SQL statements in UNION executes serial or parallel

Database
Highlighted
KVB
Enthusiast

SQL statements in UNION executes serial or parallel

Hi,

Does SQL statements in UNION executes serial or parallel?

7 REPLIES
Enthusiast

Re: SQL statements in UNION executes serial or parallel

Hi bikky,

Not sure from which context you are looking. However, I ran an explain test:


select databasename,tablename from dbc.tables where databasename <> 'dbc'

union 

select databasename,tablename from dbc.tables where databasename <> 'test'

The result is parallel:

 1) First, we lock DBC.dbase in view tables for access, and we lock

     DBC.tvm in view tables for access.

  2) Next, we execute the following steps in parallel.

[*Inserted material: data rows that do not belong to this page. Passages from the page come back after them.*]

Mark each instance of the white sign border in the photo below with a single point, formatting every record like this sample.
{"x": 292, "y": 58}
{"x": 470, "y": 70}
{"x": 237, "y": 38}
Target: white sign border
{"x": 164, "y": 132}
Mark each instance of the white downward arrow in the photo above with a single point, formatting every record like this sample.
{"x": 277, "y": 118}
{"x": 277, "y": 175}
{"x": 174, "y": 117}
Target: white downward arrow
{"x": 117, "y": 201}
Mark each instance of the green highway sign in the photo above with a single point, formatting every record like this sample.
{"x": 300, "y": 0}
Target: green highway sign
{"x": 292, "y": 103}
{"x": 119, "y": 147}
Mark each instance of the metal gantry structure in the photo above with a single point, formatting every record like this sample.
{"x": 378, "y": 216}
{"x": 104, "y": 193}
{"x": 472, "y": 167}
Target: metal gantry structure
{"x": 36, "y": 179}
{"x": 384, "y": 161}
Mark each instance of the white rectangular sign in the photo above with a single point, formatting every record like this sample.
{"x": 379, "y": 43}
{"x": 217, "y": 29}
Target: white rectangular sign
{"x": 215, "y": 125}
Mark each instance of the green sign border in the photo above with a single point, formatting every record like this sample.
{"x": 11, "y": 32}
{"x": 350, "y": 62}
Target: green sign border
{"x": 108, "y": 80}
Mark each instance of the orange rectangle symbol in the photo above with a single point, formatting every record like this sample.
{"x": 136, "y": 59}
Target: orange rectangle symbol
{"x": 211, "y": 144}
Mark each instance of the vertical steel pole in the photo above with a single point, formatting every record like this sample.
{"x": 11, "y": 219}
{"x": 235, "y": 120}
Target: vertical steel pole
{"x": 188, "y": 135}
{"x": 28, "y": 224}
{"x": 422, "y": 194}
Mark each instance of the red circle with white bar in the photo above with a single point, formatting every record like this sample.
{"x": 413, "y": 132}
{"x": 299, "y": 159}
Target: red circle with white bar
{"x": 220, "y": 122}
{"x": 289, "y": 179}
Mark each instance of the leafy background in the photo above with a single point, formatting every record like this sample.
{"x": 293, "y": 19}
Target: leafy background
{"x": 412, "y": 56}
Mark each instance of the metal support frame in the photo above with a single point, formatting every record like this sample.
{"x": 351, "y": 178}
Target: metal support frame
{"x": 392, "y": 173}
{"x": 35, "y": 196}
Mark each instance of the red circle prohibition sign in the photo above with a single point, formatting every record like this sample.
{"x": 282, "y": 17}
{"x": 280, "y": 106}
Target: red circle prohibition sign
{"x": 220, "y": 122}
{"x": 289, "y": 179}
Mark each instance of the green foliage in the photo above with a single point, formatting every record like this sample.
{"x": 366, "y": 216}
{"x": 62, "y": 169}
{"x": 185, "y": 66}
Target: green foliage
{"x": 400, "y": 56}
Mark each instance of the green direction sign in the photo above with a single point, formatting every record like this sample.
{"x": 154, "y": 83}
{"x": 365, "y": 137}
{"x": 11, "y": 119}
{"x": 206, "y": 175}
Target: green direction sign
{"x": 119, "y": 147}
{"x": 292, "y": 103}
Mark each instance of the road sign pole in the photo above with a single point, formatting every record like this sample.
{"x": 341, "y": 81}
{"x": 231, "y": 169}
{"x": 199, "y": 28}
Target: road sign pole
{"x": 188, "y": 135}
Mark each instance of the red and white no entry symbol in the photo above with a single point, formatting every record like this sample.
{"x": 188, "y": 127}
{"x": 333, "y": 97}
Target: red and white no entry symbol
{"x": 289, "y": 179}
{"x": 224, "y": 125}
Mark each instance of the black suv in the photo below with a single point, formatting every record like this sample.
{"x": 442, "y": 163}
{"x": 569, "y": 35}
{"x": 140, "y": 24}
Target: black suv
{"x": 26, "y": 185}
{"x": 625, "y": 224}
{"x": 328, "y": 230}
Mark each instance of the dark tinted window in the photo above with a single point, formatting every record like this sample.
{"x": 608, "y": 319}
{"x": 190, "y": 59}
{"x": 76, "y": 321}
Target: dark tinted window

       1) We do an all-AMPs RETRIEVE step from DBC.tvm in view tables

          by way of an all-rows scan with a condition of ("((DBC.tvm in

          view tables.TVMId > '00C001000000'XB) AND (DBC.tvm in view

          tables.TVMId < '00C002000000'XB)) OR ((DBC.tvm in view

          tables.TVMId < '00C001000000'XB) OR (((DBC.tvm in view

          tables.TVMId > '00C002000000'XB) AND (DBC.tvm in view

          tables.TVMId < '00C009000000'XB)) OR (((DBC.tvm in view

          tables.TVMId > '00C009000000'XB) AND (DBC.tvm in view

          tables.TVMId < '00C010000000'XB)) OR (((DBC.tvm in view

          tables.TVMId > '00C010000000'XB) AND (DBC.tvm in view

          tables.TVMId < '00C017000000'XB)) OR (DBC.tvm in view

          tables.TVMId > '00C017000000'XB)))))") into Spool 2

          (all_amps), which is redistributed by the hash code of (

          DBC.tvm.DatabaseId) to all AMPs.  Then we do a SORT to order

          Spool 2 by row hash.  The size of Spool 2 is estimated with

          low confidence to be 186,192 rows (19,363,968 bytes).  The

          estimated time for this step is 0.22 seconds.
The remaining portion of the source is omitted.